The letter from Thompson WaterSeal supports the evidence presented at trial by way of the testimony of Ashtabula Fire Department Captain Stephen Chase (“Captain Chase”) as to the flammability of the deck stain. Captain Chase testified that he investigated the specific desk stain, which was “combustible - having a flashpoint of over 100 degrees” versus “flammable - having a flashpoint of under 100 degrees.” A “combustible” material, such as the deck stain at issue, will ignite if it comes into contact with an open flame. Based on his experience and investigation, Captain Chase opined the deck stain was ignited by an open flame, such as a cigarette lighter.
(ECF #9-1 at PageID 742-43). Because the Thompson WaterSeal letter supports the fire captain's testimony and the State's theory of the case, Mr. Crytzer has not presented evidence so strong a court cannot have confidence in the outcome of his trial; therefore, Mr. Crytzer has not established that failing to review his claims on the merits will result in a fundamental miscarriage of justice, i.e., the “extraordinary case, where a constitutional violation has probably resulted in the conviction of one who is actually innocent.” Murray, 477 U.S. at 495-96.
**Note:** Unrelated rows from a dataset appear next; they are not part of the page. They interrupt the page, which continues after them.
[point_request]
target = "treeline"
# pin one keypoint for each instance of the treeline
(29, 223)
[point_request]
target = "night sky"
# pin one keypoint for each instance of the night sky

Mr. Crytzer has not overcome procedural default of Ground Two. Therefore, I recommend the District Court DISMISS Ground Two as procedurally defaulted.

III. Ground Three Is Meritless.

In Ground Three, Mr. Crytzer claims his trial counsel was ineffective by failing to use known evidence to impeach a witness and failing to object to the trial court's comments to the jury regarding deliberations. As to the former, the Eleventh District determined Mr. Crytzer did not establish a constitutional violation regarding trial court's decision to deny his request to play Ms. Mullins' recorded statement to the police. Because there is no underlying constitutional violation, counsel cannot be ineffective for failing to raise the claim on direct appeal. An attorney's failure to make a frivolous or meritless objection does not constitute ineffective assistance of counsel. See Smith v. Bradshaw, 591 F.3d 517, 523 (6th Cir. 2010); Harris v. United States, 204 F.3d 681, 683 (6th Cir. 2000). With respect to the latter and as addressed in Ground Two, the Eleventh District reasonably determined the trial court's comments did not violate Mr. Crytzer's right to a fair trial; therefore, it was not ineffective assistance of counsel to not object to those comments. Id.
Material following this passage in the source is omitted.